Friday 20 January 2012

MY MISCARRIAGE EXPERIENCE

Even now, after I have had successful pregnancies and healthy children, I can still go back to that day in March 2007 (when I had the miscarriage).
I can still remember: 

  • The fear, the heart-sinking, gut-wrenching fear I felt when I first saw the fresh blood stain. 
  • The panic, the heart-breaking panic that came over me when, about 15 hours later, I could feel contractions as my body prepared to expel my baby. 
  • The sense of despair that completely weakened me physically as I was examined in the hospital.
  • The grief of losing someone that I loved so much but was never going to meet (that is a kind of grief that is very difficult to explain).
That was a dark time in my life and remembering it still has the power to bring tears to my eyes.

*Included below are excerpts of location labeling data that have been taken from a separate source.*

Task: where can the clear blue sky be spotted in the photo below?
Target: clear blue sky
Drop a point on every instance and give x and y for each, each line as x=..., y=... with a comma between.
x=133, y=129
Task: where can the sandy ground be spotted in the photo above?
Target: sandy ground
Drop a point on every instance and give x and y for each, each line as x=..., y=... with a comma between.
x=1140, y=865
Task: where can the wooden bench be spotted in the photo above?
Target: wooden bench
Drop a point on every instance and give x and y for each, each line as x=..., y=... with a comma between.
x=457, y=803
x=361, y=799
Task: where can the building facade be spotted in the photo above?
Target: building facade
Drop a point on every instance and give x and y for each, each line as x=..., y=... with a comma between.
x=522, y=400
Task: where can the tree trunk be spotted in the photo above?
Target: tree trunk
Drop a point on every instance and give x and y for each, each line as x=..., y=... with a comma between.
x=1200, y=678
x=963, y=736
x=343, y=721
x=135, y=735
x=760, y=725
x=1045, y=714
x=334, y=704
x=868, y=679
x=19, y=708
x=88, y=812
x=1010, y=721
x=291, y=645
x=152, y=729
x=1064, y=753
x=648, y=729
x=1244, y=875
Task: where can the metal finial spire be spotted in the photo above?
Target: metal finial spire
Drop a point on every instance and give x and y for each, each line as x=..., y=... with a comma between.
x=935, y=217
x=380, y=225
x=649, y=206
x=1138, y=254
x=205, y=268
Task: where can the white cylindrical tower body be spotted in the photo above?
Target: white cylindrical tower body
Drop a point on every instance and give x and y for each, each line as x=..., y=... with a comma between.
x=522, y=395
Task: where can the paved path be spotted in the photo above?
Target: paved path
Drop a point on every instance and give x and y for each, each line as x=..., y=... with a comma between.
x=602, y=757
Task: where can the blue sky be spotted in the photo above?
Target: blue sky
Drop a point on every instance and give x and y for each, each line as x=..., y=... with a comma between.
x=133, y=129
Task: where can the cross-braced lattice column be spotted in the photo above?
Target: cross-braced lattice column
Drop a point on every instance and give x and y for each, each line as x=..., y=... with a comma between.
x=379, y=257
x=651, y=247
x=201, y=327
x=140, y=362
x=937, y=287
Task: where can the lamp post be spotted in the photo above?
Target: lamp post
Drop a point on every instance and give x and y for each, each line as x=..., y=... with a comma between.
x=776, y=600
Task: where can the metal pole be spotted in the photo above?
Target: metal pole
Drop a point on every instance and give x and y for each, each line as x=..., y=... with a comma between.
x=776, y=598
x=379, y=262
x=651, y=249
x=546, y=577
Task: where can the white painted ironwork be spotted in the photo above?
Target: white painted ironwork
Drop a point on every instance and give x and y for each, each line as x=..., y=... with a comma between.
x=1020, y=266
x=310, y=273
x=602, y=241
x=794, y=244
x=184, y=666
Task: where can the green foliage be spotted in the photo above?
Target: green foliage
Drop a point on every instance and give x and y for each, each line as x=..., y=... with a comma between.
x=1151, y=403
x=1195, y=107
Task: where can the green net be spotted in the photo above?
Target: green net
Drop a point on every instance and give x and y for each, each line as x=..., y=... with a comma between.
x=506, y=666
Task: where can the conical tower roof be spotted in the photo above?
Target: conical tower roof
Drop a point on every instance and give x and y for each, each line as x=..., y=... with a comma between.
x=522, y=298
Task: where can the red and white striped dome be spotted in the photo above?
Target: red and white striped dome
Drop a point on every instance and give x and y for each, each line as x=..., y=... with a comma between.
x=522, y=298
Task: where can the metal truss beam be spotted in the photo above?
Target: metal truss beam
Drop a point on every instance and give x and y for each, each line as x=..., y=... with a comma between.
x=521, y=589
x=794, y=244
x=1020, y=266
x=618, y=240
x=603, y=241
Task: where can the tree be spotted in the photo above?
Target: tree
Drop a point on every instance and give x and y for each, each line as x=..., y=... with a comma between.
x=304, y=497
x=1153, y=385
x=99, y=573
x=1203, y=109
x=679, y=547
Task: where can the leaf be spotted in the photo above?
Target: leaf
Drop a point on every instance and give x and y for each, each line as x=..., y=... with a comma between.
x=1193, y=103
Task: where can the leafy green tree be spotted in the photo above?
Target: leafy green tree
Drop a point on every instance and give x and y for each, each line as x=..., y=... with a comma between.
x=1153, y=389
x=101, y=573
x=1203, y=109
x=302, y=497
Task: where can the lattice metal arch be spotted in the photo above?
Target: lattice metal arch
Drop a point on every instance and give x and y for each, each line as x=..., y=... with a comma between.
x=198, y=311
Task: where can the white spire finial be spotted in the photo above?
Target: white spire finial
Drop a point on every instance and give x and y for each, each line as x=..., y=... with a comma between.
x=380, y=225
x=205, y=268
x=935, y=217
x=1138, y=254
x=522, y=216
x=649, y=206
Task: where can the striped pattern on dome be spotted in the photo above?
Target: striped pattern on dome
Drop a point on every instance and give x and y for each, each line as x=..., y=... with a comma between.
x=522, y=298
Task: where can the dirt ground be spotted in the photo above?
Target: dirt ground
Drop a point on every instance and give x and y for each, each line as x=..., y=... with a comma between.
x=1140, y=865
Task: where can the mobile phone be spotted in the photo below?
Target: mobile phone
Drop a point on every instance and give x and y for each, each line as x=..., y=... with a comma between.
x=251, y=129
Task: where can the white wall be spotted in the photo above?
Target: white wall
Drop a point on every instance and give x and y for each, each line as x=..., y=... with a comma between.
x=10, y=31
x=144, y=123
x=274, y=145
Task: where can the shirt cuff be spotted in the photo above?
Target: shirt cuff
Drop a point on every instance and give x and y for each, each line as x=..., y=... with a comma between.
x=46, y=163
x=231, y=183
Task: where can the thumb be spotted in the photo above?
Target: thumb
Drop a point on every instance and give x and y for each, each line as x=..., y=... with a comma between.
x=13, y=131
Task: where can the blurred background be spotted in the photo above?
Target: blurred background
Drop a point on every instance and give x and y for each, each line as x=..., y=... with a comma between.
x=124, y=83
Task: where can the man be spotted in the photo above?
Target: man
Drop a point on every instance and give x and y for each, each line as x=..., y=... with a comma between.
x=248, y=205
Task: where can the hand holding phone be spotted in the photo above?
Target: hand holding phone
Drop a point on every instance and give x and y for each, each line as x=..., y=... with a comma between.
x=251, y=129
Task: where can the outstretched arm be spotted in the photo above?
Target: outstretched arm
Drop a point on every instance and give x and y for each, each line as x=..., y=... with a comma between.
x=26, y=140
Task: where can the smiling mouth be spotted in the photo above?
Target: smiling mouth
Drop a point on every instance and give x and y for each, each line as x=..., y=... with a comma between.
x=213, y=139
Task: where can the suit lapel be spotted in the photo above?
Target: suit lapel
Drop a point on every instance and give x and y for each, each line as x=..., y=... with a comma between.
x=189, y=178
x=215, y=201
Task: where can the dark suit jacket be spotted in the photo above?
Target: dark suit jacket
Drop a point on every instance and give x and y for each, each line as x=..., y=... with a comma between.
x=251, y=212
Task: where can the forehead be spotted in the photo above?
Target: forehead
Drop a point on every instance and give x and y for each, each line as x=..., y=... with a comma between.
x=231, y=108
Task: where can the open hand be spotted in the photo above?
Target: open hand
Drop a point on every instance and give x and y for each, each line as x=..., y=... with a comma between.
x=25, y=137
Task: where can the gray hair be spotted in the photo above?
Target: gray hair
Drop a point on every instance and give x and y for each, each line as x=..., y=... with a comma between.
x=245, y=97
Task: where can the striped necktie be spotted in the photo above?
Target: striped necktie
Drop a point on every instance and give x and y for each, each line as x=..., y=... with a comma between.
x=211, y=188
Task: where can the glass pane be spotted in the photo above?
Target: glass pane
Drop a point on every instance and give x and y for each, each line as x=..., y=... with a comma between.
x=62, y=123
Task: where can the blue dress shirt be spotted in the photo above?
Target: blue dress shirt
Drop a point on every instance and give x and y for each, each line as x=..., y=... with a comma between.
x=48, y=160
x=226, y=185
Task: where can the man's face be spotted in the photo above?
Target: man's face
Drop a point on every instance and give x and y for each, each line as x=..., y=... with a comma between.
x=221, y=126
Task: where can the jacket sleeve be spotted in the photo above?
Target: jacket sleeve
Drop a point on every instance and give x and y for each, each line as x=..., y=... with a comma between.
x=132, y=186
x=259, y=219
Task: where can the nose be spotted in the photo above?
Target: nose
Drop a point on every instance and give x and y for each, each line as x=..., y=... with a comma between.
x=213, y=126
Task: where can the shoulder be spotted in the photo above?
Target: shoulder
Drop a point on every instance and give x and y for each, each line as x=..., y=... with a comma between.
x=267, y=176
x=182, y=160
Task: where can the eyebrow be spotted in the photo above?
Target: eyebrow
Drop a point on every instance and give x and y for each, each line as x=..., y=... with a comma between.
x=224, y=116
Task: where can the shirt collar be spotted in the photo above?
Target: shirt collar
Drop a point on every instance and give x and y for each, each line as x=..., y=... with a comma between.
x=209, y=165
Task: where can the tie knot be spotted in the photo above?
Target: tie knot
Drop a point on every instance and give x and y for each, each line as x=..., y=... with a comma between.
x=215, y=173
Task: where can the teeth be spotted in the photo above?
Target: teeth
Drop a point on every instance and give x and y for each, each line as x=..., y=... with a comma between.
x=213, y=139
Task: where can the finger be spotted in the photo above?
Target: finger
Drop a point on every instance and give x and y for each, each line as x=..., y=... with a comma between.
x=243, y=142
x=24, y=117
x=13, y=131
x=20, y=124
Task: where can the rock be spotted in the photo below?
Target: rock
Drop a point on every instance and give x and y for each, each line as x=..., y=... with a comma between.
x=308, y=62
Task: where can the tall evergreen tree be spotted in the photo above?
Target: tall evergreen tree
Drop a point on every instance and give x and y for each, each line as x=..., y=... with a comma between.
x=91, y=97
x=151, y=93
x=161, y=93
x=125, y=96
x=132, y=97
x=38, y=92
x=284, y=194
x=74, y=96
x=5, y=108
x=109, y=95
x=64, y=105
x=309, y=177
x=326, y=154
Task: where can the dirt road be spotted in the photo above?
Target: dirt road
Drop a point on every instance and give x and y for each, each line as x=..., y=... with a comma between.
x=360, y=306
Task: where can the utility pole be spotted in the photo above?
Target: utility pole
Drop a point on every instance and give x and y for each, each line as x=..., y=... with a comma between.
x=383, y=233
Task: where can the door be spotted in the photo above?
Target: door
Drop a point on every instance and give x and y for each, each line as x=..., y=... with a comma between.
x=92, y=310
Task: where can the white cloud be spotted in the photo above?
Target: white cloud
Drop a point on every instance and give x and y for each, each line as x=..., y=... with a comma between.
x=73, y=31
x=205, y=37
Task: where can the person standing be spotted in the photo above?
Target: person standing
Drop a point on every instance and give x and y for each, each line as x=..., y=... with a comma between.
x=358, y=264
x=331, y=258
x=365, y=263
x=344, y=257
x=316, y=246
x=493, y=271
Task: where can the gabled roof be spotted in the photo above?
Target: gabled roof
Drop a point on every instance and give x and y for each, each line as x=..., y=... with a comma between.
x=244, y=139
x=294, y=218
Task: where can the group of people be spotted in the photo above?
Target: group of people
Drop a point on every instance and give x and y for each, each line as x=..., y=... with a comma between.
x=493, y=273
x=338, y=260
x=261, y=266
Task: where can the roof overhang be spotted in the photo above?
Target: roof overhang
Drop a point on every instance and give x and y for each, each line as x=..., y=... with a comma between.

The miscarriage changed me forever; I will never forget the events and the emotions of that experience. And I hope, the next time you see someone going through a pregnancy loss, you will remember my story and be a little more compassionate with her.

Friday 6 January 2012

THE TRIPLE-R MODEL

This is a model I developed to explain the factors that influence the response of a woman to miscarriage.
A miscarriage could hardly be described as a life-threatening condition but its effects on the woman, both physically and emotionally, are significant (1). This significance of the miscarriage experience on her mental health and emotional wellbeing is unique to the woman: miscarriage, though very common is extremely personal. The women differ in needs and expectations as well as their actual experience of the miscarriage (2).
A woman’s appraisal of her miscarriage is typically in terms of what being pregnant meant to her and what was at stake for her in losing the pregnancy (3) (4). The attribution of meaning to the pregnancy may be responsible for observed clinically significant negative reactions to miscarriage. Reports exist of up to 51% of women developing clinical depression after a miscarriage with a minimum of 22% developing clinically significant levels of depression and/or anxiety (5). It is also understood whatever meaning is attributed to the miscarriage affects the woman’s view of medical care received (versus medical care desired) in the course of the miscarriage experience (3). 
There are strict, established and concise guidelines on the management of the medical features of a miscarriage but little guidance is offered as to how health care professionals are to manage the psychological or social aspects of this loss (6). Gynaecologists and midwives may not be familiar with the diagnosis or management of depression (5). It is therefore pertinent that comprehensible insight into the factors that surround clinically significant mental and emotional responses to a miscarriage is made available.
The Triple-R Model is simply an academic discourse of the evidence already in existence about the factors that influence the grief response to a miscarriage, either by attenuating it or by aggravating it. The three R’s stand for the factors that may pose a Risk, the factors that provide Resilience and the Role of the health care professional in caring for the woman/couple after a miscarriage.
In other words, Risk+ Resilience+ Role àResponse
By expanding on these factors, a clear picture of the role of the health care professional in the management of the woman’s response to the miscarriage will emerge.



REFERENCES
1. Abboud L, Liamputtong P. When pregnancy fails: coping strategies, support networks and experiences with health care of ethnic women and their partners. Journal of Reproductive and Infant Psychology,  Vol. 23(1) pp. 3-18, 2005.
2. Smith L, Frost J, Levitas R, Garcia J. Women's experiences of three early miscarriage options a qualitative study. British Journal of General Practice, Vol. 56(524) pp198-205, 2006.
3. Swanson K M. Research-based practice with women who have had miscarriages. Journal of Nursing Scholarship, Vol. 31(4) pp339-345, 1999.
4. Swanson K M, Karmali Z A, Powell S, Pulvermakher F. Miscarriage effects on couples' interpersonal and sexual relationships during hte first year after loss: women's perceptions. Psychosomatic Medicine, Vol. 65, pp902-910, 2003.
5. Lee D T S, Wong C K, Ungvari G S, Cheung L P, Haines C J, Chung T K H. Screening psychiatric morbidity after miscarriage: application of the 30-item General Health Questionnaire and the Edingburgh Postnatal Depression Scale. Psychosomatic Medicine, Vol. 59(2) pp207-210, 1997.
6. Frost J, Bradley H, Levitas R, Smith L, Garcia J. The loss of possibility: scientisation of death and the special case of early miscarriage. Sociology of Health and Illness, Vol. 297, pp 1003-1022, 2007.